The addition of new instruments to the Breyo Observatory will expand imaging and research opportunities for the Siena community.
Jacob Pelton ’22 has been working this summer to test and install new instrumentation such as imaging cameras and a spectrograph on the largest telescope in the Capital Region.
Rose Finn, Ph.D., professor of physics and astronomy, said Pelton’s first-time experience with such a project was a success: initial viewings on July 5 showed that the instruments worked as designed.
“Jake came in with no prior experience with telescopes and their instrumentation, and he worked independently to study manuals and websites,” said Finn. “He did an amazing job learning about the instruments and the software needed to control them, and he was not deterred by the inevitable obstacles and setbacks that arose. This is great experience for someone who is considering a career in engineering.”

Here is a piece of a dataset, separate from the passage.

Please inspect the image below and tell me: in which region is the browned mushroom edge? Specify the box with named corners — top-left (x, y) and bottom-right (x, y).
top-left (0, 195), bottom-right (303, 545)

This will be the first time that Siena can capture spectra files of what is viewed through the telescope. Like sending sunlight through a prism and seeing a rainbow emerge, the new spectrograph reveals the spectra of light emitted by stars and other objects. The detailed information encoded in the light will allow Siena students and faculty to investigate the chemical and physical properties of celestial objects. Also, a new cloud sensor will allow for remote closure of the telescope in the event of cloud cover or inclement weather.
“The new camera will improve our imaging capabilities, and the spectrograph opens up new areas of research for us,” said Finn.
Pelton is majoring in applied physics and during his senior year he will be exploring graduate study opportunities in mechanical engineering.
This equipment was part of the College’s original telescope acquisition, and is being installed now after the faculty and students had adequate time to assess the quality of atmospheric conditions at the observatory.
Siena is planning to resume public viewings at the Breyo this fall.
“It was really great to be a part of this project, and I hope to be able to do more observing this summer. It was a really good way to get hands-on experience with this kind of instrumentation, and to learn how to overcome frustration when things don’t go your way the first time you work with new technology.”